英国議会人権擁護グループ報告、チベット問題を考える会翻訳『チベット白書:チベットにおける中国の人権侵害』(日中出版 1989)を一気に読む。
中国政府によるチベットに対する抑圧政策や見せかけの懐柔政策、大量虐殺の事実が克明に書かれている。そもそもチベットというと、中国の一部である「チベット(西蔵)自治区」のことだと思い込んでいたが、その区分は中国政府の分割政策によるものである。本当のチベットは、青海省の全域と四川省の西半分、それに甘粛省と雲南省の一部を含む平均海抜4000メートルを超えるチベット高原そのものであり、中華人民共和国の4分の1弱を占める220万平方キロメートルになる。

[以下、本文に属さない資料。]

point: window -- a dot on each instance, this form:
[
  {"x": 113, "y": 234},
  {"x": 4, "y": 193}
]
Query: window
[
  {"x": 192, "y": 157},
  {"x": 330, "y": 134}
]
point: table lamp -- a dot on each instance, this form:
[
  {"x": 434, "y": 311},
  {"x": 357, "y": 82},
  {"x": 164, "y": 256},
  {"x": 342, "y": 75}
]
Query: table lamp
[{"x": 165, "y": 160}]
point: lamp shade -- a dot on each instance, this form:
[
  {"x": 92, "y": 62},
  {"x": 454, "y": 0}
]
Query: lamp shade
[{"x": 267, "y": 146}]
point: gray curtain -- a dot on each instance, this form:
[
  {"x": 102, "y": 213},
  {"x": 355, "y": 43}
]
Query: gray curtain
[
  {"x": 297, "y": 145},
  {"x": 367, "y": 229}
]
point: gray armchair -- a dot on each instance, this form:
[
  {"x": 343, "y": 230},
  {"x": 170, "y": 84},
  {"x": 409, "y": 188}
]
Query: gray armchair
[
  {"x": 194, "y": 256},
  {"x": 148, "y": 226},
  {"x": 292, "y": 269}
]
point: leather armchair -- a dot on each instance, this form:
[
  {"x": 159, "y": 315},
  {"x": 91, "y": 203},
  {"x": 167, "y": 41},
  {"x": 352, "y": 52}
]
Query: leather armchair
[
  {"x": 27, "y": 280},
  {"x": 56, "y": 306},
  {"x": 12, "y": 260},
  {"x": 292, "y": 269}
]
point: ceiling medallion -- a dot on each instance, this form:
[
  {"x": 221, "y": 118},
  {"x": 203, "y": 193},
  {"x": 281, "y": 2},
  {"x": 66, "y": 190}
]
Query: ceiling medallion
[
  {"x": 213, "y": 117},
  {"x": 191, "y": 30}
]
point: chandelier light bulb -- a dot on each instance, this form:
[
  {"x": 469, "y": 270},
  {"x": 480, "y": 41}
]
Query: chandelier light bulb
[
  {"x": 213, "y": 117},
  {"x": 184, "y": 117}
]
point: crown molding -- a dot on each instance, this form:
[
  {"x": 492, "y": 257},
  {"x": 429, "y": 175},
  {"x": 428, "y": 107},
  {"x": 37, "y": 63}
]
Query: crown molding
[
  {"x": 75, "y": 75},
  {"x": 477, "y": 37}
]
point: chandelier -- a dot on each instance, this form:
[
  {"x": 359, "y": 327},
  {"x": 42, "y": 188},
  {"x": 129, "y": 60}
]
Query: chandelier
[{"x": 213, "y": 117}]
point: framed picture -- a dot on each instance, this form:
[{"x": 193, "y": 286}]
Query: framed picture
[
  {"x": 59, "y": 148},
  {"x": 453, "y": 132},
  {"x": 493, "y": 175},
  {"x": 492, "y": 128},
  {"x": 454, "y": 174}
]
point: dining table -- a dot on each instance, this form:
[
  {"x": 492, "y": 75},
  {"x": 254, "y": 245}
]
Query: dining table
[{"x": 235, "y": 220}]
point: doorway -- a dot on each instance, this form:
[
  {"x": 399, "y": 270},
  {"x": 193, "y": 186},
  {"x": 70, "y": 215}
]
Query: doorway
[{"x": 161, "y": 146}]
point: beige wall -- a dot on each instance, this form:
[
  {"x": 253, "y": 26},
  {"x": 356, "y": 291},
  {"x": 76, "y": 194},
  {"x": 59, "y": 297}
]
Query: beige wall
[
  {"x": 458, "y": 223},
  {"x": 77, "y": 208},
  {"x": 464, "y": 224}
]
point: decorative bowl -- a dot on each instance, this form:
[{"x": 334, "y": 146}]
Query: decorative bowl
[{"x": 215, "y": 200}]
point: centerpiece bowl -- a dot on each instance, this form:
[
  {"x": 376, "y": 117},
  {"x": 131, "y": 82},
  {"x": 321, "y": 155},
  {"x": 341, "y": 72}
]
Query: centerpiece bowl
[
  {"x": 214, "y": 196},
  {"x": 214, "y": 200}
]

日本では大きく報道されていないが、漢民族による入植政策に伴う弾圧は北米におけるネイティブアメリカンや豪州におけるアボリジニと極めて類似している。また虐殺されたチベット民族は600万の人口に対して120万人とも言われている。5人に1人が中国のチベット支配の犠牲者となったのである。スターリンの大虐殺やカンボジアのポルポト政権時代の虐殺に匹敵する規模である。
また、チベット問題というと宗教や人権にばかり目が行きがちであるが、環境破壊も尋常ではないという。1959年以降20年以上もの間、毎年500万立方メートルの木材が乱伐され、生態系の破壊も著しい。日帝の大東亜共栄圏やナチスドイツの民族浄化にも近い悪辣なチベット問題にもっと注目して行きたい。